The final product is pretty and potent. You can use it as a topping for stir fries and salads, or mixed in with cooked greens as a side dish, or as a palate-cleansing garnish on a sushi platter.

You could vary this recipe by adding onions and some finely chopped celery if you had some on hand and were so inclined.

After smelling and tasting this stuff, I can't imagine a better condiment for cold season. The pungent, spicy smell and taste seem like they would be the perfect little something on your plate when you have a cold or are coming down with one. The spicy radishes and mustard are great for clearing the sinuses, and the ginger and garlic are classic tonic herbs for winter. Add to that some immune-boosting local honey, and the healing power of apple cider vinegar, and you have another great tonic food - a kitchen concoction that is both delicious and good for what ails you.


The finished relish ready to marinate in the fridge


Monday, August 25, 2008

Vegetable husbandry, succession gardening, and prayers for rain

The late corn that Bud and LJ and I planted is coming along, though getting a bit choked by it's overzealous bean sisters. It's raining a little today (HALLELUJAH!!!) and I'm hoping the rain will give the corn the boost it needs to outgrow the beans a little.

Since it's such a small patch of corn, we'll have to hand-pollinate at some point soon.
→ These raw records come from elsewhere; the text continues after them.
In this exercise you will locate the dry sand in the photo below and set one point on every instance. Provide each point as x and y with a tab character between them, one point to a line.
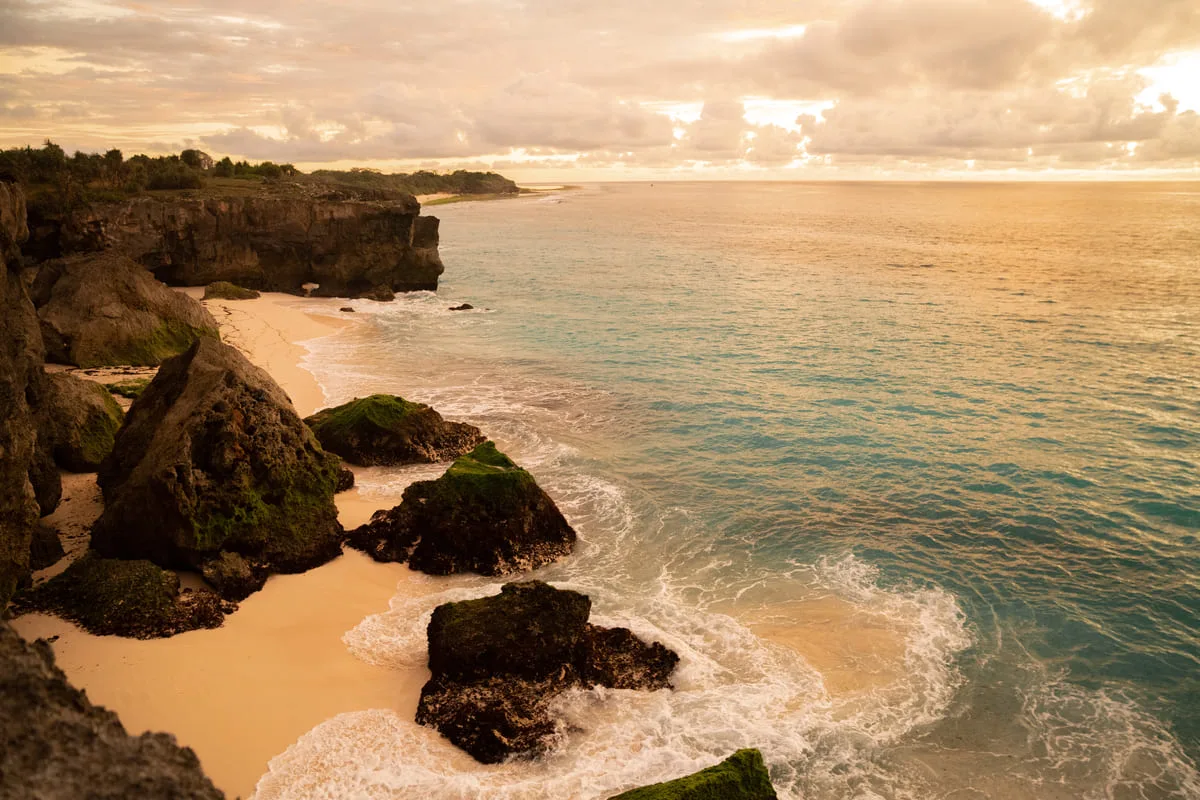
244	692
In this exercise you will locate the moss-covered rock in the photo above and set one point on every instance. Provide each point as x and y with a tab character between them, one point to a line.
213	458
498	662
742	776
131	388
226	290
384	429
233	577
78	420
485	515
103	310
59	746
135	599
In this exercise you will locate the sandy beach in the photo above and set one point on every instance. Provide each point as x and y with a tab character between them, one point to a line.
241	693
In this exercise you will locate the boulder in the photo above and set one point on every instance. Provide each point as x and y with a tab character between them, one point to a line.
384	429
103	310
21	366
226	290
233	577
485	515
55	745
43	475
46	548
77	420
125	597
498	662
742	776
213	458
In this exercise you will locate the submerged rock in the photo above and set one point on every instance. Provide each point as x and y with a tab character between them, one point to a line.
135	599
58	746
384	429
742	776
485	515
213	458
498	662
226	290
103	310
78	420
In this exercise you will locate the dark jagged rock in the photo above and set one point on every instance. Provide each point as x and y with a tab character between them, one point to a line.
226	290
46	548
213	457
485	515
21	366
55	745
742	776
384	429
43	475
498	662
103	310
121	597
345	480
78	420
280	239
233	577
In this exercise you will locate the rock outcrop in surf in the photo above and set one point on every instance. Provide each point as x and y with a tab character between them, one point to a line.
485	515
498	662
103	310
384	429
214	459
742	776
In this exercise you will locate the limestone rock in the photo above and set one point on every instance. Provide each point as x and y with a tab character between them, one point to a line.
384	429
103	310
125	597
21	364
213	458
742	776
78	420
498	662
55	745
485	515
226	290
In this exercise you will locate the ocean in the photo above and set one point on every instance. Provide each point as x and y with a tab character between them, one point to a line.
906	473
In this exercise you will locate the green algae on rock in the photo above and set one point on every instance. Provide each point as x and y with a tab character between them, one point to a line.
103	310
78	421
384	429
742	776
226	290
485	515
498	662
213	458
125	597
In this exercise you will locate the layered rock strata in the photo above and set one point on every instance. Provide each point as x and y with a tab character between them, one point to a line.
485	515
384	429
498	662
214	459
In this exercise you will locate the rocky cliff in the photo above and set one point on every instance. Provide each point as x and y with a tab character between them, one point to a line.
21	372
275	239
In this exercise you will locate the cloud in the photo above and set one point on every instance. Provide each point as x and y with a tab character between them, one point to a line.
927	82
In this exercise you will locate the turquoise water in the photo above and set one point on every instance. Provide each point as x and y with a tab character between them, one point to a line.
906	473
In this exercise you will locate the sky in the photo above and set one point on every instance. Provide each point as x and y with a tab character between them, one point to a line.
574	90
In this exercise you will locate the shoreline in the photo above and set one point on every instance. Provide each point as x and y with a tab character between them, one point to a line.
243	693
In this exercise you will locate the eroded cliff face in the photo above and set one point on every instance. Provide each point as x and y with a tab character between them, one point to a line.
280	240
21	370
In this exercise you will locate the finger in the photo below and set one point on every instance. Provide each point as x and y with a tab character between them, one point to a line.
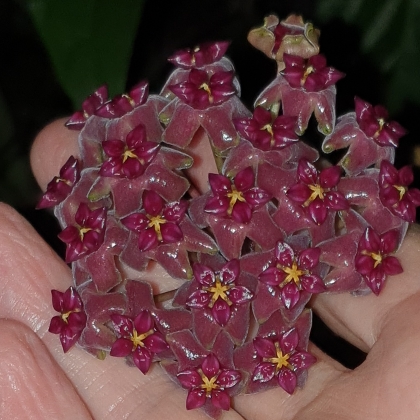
32	385
51	149
360	319
111	388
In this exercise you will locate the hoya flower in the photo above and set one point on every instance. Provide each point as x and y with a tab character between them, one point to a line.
89	107
312	74
60	186
72	319
291	36
373	261
202	91
87	235
129	158
139	338
373	120
218	291
394	192
316	192
280	357
266	132
209	382
235	200
158	223
292	272
121	104
202	55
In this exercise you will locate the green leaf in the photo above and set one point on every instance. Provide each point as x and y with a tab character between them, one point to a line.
89	41
390	33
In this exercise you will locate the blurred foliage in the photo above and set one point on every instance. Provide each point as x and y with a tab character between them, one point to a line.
389	35
89	41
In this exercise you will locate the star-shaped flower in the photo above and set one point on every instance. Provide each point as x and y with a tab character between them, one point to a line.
373	261
315	192
139	338
87	235
72	319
I'm excited for our first adventure in vegetable husbandry/wifery, which is far less daunting than the livestock equivalent.

Meanwhile, we harvested a bunch of carrots and beets over the weekend (see below), some of which we enjoyed shredded last night in a delightful salad with white beans, wild rice, sunflower seeds, parsley, celery, olive oil, and balsamic vinegar (plus salt and pepper for those of you who want to try this at home).



The rest of the beet and carrot harvest is either fermenting in one of the various crocks crowding our kitchen counters, or in cold storage (aka the fridge) to last, we hope, until the next round of roots are ready.

We're direct seeding carrots, beets, radishes, and mustards now for the fall--the photo below is C. mulching a carrot/radish bed we sowed on Saturday with heirloom French Breakfast Radish and Scarlet Nantes Carrot seeds.



The idea is that we'll keep sowing beets, carrots, and radishes every few weeks until the weather gets too cold--succession planting so that in theory we should have root crops to eat and share for a good while to come.

In the meantime, I am holding out hope for an long, steady downpour today (it's just a drizzle at this point) for our garden and all of the plants and animals, including we human animals, that are so desperate for rain after so many months of drought.

Let's have some RAIN!!!

Saturday, June 14, 2008

Radishes....crunchy, spicy, and EASY

Here are some "Easter Egg" radishes we harvested this week...we interplanted them with Spanish Black radishes and Nantes carrots.

The radishes grew so fast, and were so easy.

They practically beg you to pull them when they're ready, bulging up out of the ground. Seeing the purple, pink, and white radishes of this variety nestled down in the dirt really does remind me of an egg hunt.

We've been eating them in salads, and the sheer profusion of them inspired me to make the first batch of kraut of the year, which should be super-radishey. I used almost all local produce--cabbage, beets, and walla walla onions from the farmer's market, radishes and dried last-year's dill from our garden, and some non-local carrots.

Mmmmm, it already smells great, krautey, and sour!